Laurence Juin m’a demandé de faire partie des tweetfemmes en tant que twitteuse pour le compte @cafepedagogique. J’ai accepté, curieuse de vivre de l’intérieur ce que tweeter pouvait apporter dans l’apprentissage. Mon binôme s’appelle Jean-Charles, un jeune homme de dix neuf ans qui dès le départ prend soin de me demander avec attention comment je vais et comment je twitte. Plusieurs outils étaient utilisés pour les échanges. La prise de contact s’est faite par Twitter, une brève présentation en 140 caractères respectant les contraintes de format de ce réseau social. Puis, le questionnaire pour le portrait était envoyé par mail. Les questions portaient sur les motivations à twitter, le choix de l’avatar, le réseau constitué ou encore la place des femmes sur Twitter. La twitteuse envoyait ensuite sa réponse également par courrier électronique. L’élève pouvait poser des questions par Twitter pour compléter son portrait qui, lorsqu’il était terminé, était publié sur Tumblr, un espace de publication en ligne.
Twitter pour imaginer
Pour beaucoup de binômes, les échanges sont allés au-delà de l’exercice vers de véritables conversations pour mieux se connaitre, savoir le temps qu’il fait ou se donner des nouvelles. Les échanges sur twitter devait comporter la balise #tweetfemme, permettant à tous de suivre le travail, au-delà même du cercle de la classe et de l’expérience. Les DM, messages directs uniquement visibles par l’expéditeur et le destinataire, ont vite fleuri pour donner aux échanges un caractère plus personnel. Vingt sept portraits ont ainsi été publiés reflétant la diversité des femmes interrogées, diversité dans l’âge, la profession, la localisation mais aussi la façon de twitter.
De chaque côté des binômes, l’expérience a été appréciée. Alors, Laurence Juin a décidé de la poursuivre pour aborder un autre thème du référentiel sur les contes et le merveilleux. Elle a demandé à chacun de ses élèves de choisir un portrait réalisé par un autre élève pour écrire un conte à partir des informations données. « S’inspirer du réel tout en étant irréel et au passé simple» précise Camille un des élèves de la classe. Le résultat, agrémenté d’images, donne une collection de contes où l’imaginaire côtoie le souci de rendre à l’autre l’attention qu’il a porté, le fruit d’échanges qui n’auraient sans doute pas pu voir le jour avec autant de spontanéité et de créativité ailleurs que sur un réseau social.
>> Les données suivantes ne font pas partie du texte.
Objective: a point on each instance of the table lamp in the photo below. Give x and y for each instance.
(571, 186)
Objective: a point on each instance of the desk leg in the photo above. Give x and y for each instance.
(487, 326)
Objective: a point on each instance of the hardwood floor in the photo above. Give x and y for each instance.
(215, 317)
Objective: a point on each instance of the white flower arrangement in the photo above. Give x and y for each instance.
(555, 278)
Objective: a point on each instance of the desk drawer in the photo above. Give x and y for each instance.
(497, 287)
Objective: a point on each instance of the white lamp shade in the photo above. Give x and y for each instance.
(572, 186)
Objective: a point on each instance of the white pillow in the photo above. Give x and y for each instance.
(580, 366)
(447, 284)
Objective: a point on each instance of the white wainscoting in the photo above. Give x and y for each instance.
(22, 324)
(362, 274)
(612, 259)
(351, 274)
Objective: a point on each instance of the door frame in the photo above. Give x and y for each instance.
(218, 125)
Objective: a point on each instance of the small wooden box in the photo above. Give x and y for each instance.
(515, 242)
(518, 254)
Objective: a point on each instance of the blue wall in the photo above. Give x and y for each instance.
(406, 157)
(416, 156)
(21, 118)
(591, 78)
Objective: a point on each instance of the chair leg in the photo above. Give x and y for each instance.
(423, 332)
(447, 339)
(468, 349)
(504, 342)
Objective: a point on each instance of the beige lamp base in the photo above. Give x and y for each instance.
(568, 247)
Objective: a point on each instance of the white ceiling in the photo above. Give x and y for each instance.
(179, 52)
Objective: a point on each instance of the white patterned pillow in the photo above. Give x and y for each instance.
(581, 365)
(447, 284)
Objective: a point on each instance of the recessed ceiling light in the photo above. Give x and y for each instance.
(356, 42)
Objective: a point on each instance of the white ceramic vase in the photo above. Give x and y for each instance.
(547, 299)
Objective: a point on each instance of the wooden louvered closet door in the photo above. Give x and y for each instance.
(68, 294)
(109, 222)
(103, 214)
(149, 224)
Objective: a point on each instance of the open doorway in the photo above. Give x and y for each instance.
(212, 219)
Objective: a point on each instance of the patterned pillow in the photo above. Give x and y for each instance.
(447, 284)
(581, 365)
Pour la classe, l’expérience d’écriture sur le web et d’échanges n’était pas la première. Les élèves avaient déjà participé à un concours de poésie interclasses. La plupart d’entre eux utilisent fréquemment Facebook. Les correspondantes sont des utilisatrices averties des réseaux sociaux, certaines impulsent des échanges, d’autres sont journalistes. Il n’empêche, l’expérience twittemmes a permis aux uns et aux autres de se rendre compte un peu mieux de ce qu’identité et communication virtuelles signifient. Pour dresser les portraits, des élèves avaient affaire à une identité collective (c’est le cas pour le café pédagogique), à des twitteuses ne souhaitant pas révéler leur identité, à d’autres qui possèdent un double compte, un pour l’espace professionnel, un pour l’espace privé. Le type d’identité choisi a un impact direct sur le portrait produit mais aussi sur la communication développée par la twitteuse. Les élèves relèvent qu’une des twitteuses les plus extraverties, les plus drôles, agit sous une identité cachée. Les identités collectives sont beaucoup plus retenues puisque représentant non pas la personnalité de l’individu qui twiite mais un collectif et parfois une entreprise. Les tweets publiés entrent dans l’espace public, la maitrise de leur contenu et de leur impact s’avère impérative.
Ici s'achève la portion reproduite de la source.